Tuesday, 11 February 2014

"Best people" are not in banking

Banking news continues to disgust, exasperate and confound; another watchdog to turn banking "into a respectable profession", Barclays` CEO to "set out eight new benchmarks", presumably having failed with his first plan to "transform" the behaviour of the bank. and, of course, the bumper bonus payouts, even though Barclays` "underlying profits" fall by £1.8bn. By the end of the year, it is estimated £80bn will have been paid in bonuses since the 2008 crash, and there we were thinking that bonuses helped bring about the financial crisis, because they encouraged investment bankers to take unnecessary risks. Silly us!
      What we are always told is that banks have to pay obscene amounts of money in order for them to "stay competitive in the global market", and "attract the best people", and Jenkins actually used these words in his feeble attempts to justify bonuses on the "Today" programme!  By this, Jenkins and other bosses really mean people prepared to put making profit for the bank at the top of their priorities, regardless of the welfare of their customers, or of the requirements of the economy. They don`t have to possess skills like evaluating business plans, analysing the risk potential of SMEs and whether they offer the prospect of benefitting the local economy, but they do need knowledge of how to use deception, to mis-sell products, to fleece customers, to fix interest rates, to hide the laundering of money regardless of its origin, to manipulate foreign exchange rates, and to devise scam after scam.
       These are not the "best people"; many should be in prison, and the least they deserve is the imposition of a very high bonus tax rate, or a cap on their salaries, or both!  The best people in banking, as in all other fields, do not have to be perfect, but they should be aware of, and grateful for, the taxpayers` generosity, and show some morality, at least, in their business dealings.
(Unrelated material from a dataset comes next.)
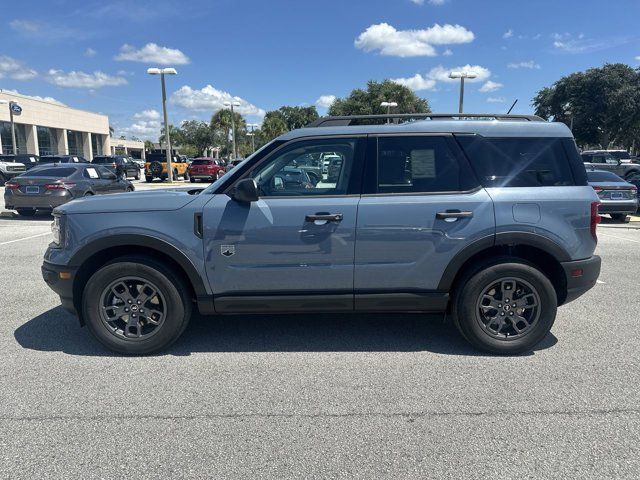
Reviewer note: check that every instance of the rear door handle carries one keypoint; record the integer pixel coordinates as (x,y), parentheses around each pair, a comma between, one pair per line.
(453,214)
(324,217)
As Jenkins said on his appointment, before his bank became involved in yet another scandal, "ethics need to come before profits".
      Perhaps they should be forced, as one of Lambert`s new codes of conduct, to shadow a nurse, a carer, or teacher for a few days, to witness how compassionate and patient "best people" are, despite their long hours, working for rewards bankers and their ilk would describe as "chickenfeed".